Le Conseil des Etats boucle la réforme des actions au porteur

L'étau se resserre autour des actions au porteur en Suisse. Se ralliant à la proposition de ...
Le Conseil des Etats boucle la réforme des actions au porteur

L'étau se resserre autour des actions au porteur en Suisse. Se ralliant à la proposition de conciliation, les Chambres fédérales ont bouclé mercredi une réforme qui répond à la pression internationale en faveur de la transparence.

Le projet doit permettre à la Suisse de réussir le prochain examen du Forum mondial sur la transparence et l'échange de renseignements à des fins fiscales. La solution finalement retenue suffit tout juste, selon le ministre des finances Ueli Maurer. Le sujet pourrait revenir sur le tapis.

En attendant, le Conseil fédéral a pu convaincre le Parlement de passer avec la conversion des actions au porteur en actions nominatives et des sanctions en cas de non-respect des obligations d'annoncer et de tenir des listes des ayants droit économiques.

Les actions au porteur resteront autorisées pour les sociétés ayant des titres de participation cotés en Bourse ou si elles sont émises sous forme de titres intermédiés. Après avoir traîné les pieds, le National a renoncé à exiger que les actions au porteur existantes échappent à la réforme, ce qui aurait risqué de mettre la Suisse en position délicate.

Garde-fous prévus

Le Parlement a finalement aussi très peu adouci la transition vers le nouveau régime. Il s'en est presque tenu aux garde-fous prévus par le Conseil fédéral: la conversion n'interviendra pas automatiquement à l'entrée en vigueur de la loi, mais au terme d'un délai de 18 mois. Les actions pour lesquelles personne ne se sera annoncé seront annulées cinq ans après l'entrée en vigueur de la loi.

Les actionnaires seront déchus de leurs droits et les actions annulées remplacées par des actions propres à la société. Cette solution, portée par le National, a finalement été retenue. Les sénateurs se sont satisfaits des explications de l'administration quant à sa portée.

Les Chambres avaient auparavant ajouté un mécanisme pour indemniser un actionnaire qui perdrait des actions sans faute de sa part. A certaines conditions, il pourra exiger un dédommagement dans les dix ans à compter de l'annulation de ses titres.

Trois mois

Les sociétés doivent tenir une liste des ayants droit économiques avec leurs coordonnées.
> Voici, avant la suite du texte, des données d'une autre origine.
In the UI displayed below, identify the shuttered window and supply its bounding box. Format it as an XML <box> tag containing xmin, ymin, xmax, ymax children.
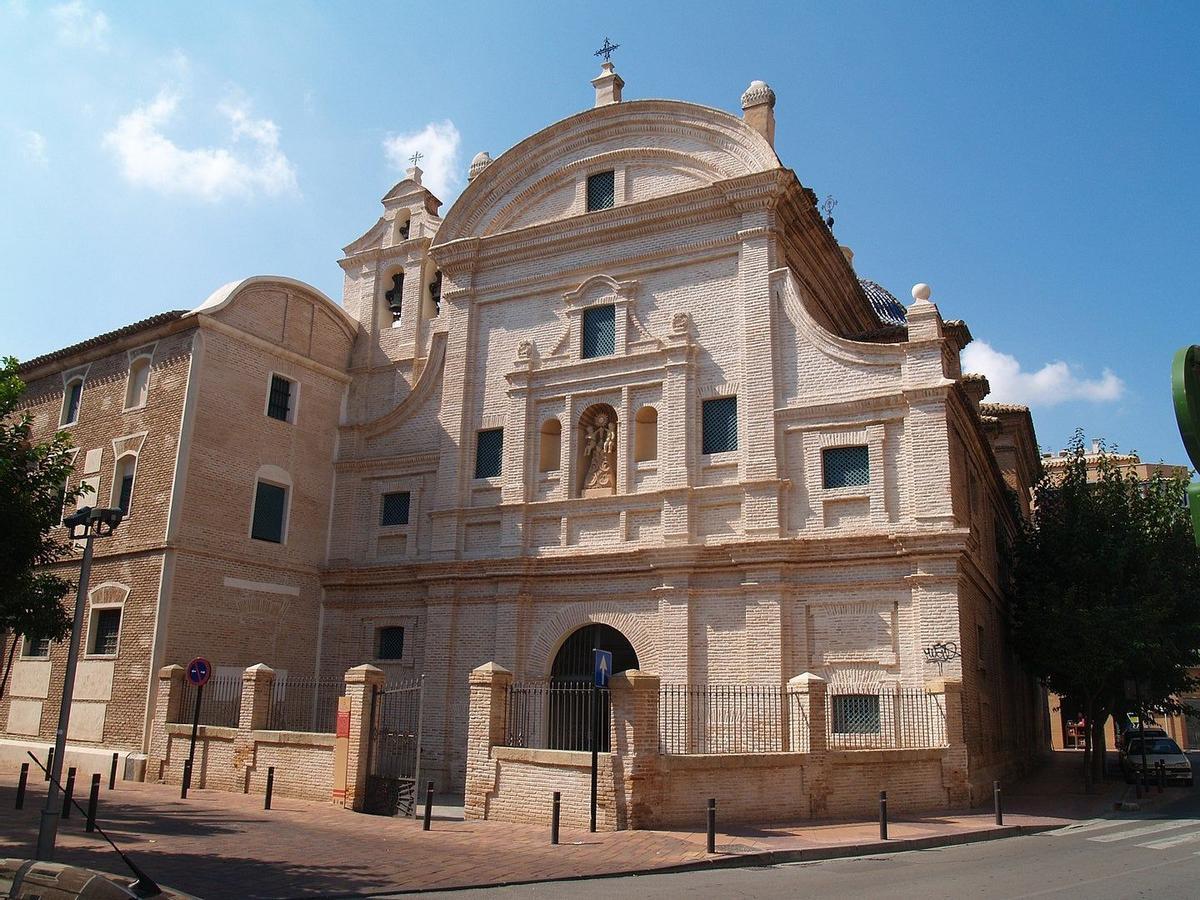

Elles auront trois mois pour annoncer des modifications. Le gouvernement aurait voulu limiter ce délai à un mois, mais après que le National eut exigé un an, les Chambres se sont accordées sur un compromis de 3 mois.

Des amendes sont prévues en cas de violation des obligations. Un tribunal pourra prendre les mesures nécessaires si une société a émis des actions au porteur sous une autre forme que des titres intermédiés ou sans avoir de titres en bourse, si la société ne tient pas le registre ou la liste des ayants droit conformément aux prescriptions ou si elle est prise en défaut sur les organes prescrits.

Durant tous les débats aux Chambres, des parlementaires se sont plaints de devoir légiférer sous la pression internationale. Le ministre des finances Ueli Maurer leur a fait remarquer que cela ne servait à rien de reculer en introduisant des exceptions pour devoir céder à la fin.

Les actions au porteur sont sous la pression internationale depuis longtemps pour leur manque de transparence. Un très grand nombre de pays les ont déjà abolies.